Sea Hunter. See Sea Hunter hunt submarines. Hunt, Sea Hunter! Hunt! Image source: Leidos.

Was it really only December that DARPA told us it was building a submarine-hunting drone-ship for the Navy? Well, get ready to be surprised.

Just four months after we learned of the existence of the Anti-Submarine Warfare Continuous Trail Unmanned Vessel program, or ACTUV, it's already complete -- and afloat. Last week, the Pentagon's mad scientists at the Defense Advanced Research Projects Agency unveiled the ACTUV prototype in Portland, Ore., christening the vessel Sea Hunter.

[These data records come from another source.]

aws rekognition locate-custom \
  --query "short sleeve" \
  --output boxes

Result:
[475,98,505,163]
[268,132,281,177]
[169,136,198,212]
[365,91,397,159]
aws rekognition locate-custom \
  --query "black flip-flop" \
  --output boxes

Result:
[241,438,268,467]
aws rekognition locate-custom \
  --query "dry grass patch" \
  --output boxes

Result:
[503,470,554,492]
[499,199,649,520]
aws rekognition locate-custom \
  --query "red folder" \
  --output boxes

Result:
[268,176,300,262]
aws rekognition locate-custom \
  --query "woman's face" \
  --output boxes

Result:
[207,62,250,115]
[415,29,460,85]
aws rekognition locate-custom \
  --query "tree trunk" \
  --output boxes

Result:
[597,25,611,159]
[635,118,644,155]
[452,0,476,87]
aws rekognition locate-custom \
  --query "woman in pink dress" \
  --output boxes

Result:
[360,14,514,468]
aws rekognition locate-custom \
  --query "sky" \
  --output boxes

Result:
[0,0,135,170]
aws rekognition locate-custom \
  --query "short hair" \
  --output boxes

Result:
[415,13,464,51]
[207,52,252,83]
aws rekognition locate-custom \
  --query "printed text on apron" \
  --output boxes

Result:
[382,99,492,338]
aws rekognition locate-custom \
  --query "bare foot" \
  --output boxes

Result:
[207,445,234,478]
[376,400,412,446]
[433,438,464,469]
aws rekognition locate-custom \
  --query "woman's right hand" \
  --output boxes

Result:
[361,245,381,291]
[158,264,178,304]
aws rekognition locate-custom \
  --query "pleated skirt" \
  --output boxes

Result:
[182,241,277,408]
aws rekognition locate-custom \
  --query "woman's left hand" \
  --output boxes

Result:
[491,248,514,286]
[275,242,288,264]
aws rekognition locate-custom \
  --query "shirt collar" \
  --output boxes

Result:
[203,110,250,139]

Built by small shipbuilder Vigor Industrial  (that's another military shipbuilder we'll want to keep an eye on) under the supervision of prime contractor Leidos (LDOS -0.48%) and equipped with a novel sonar system from Raytheon (RTN), Sea Hunter measures 130 feet in length and is powered by twin propellers. Equipped with a robotic "autonomy suite," DARPA says Sea Hunter can be guided remotely with "sparse" supervision. But it's also said to be capable of self-navigation "in compliance with maritime laws and conventions for safe navigation," avoiding both fixed obstacles and steering around manned maritime vessels "in all weather and traffic conditions, day or night."

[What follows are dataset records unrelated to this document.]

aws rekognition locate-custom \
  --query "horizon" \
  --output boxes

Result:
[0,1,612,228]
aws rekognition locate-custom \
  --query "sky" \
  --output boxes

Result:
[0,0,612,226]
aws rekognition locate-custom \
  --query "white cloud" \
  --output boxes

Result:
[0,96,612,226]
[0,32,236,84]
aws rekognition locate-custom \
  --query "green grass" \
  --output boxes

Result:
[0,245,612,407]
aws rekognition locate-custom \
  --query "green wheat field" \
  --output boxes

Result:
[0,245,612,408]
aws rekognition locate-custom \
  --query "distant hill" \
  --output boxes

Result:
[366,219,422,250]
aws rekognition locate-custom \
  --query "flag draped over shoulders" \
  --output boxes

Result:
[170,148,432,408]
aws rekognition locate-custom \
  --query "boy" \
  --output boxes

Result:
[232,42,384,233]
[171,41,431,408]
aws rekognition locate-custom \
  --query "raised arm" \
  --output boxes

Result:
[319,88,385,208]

To put these assertions to the test, the vessel will now embark upon an "extended" period of open-water testing conducted jointly by DARPA and the Office of Naval Research. 

What comes next?
DARPA is taking its time testing out Sea Hunter and does not anticipate transferring the vessel to operational status with the U.S. Navy before 2018. Once it does, though, DARPA predicts that Sea Hunter will be able to perform submarine hunting duties "at a fraction of the cost of manned vessels that are today deployed for similar missions." According to defense tech magazine SIGNAL, the precise operating cost of Sea Hunter will range from $15,000 to $20,000 per day, on top of an estimated construction cost of $23 million for the vessel itself.

If it succeeds in living up to its billing, chances are good that the Navy will order more copies of the initial prototype vessel from Leidos.

What it means to investors
How many Sea Hunters might the Navy ultimately need, and how much revenue will that mean for Leidos, Raytheon, and Vigor? Leidos notes  that there are 377 virtually silent diesel-electric submarines scattered about the globe. Iran possesses 17 of these subs. Venezuela, with whom America has thorny relations as well, is said to be buying five for its navy.

Sea Hunter's mission is to use its Raytheon sonar package to track individual diesel subs at-sea "for months" at a time -- freeing up expensive manned U.S. surface warships and submarines for other missions. Tasking Sea Hunters with shadowing potentially hostile submarines on a one-to-one ratio therefore implies a potential market for hundreds of these drone ships. And at a per-drone cost of $23 million, that suggests that the market opportunity for Leidos and its team could reach as high as $8.7 billion.

If that sounds like a lot of money, well, it is. On the other hand, when you consider that just one of the Navy's new Ohio-class submarines  will cost $7 billion -- getting hundreds of robotic sub-hunters for a similar cost may not be such a bad deal after all.


See? Sea Hunter has room for humans on board, but only for maintenance work. Ideally, this trimaran floating robot will spend most of its time all alone at sea. Image source: Leidos.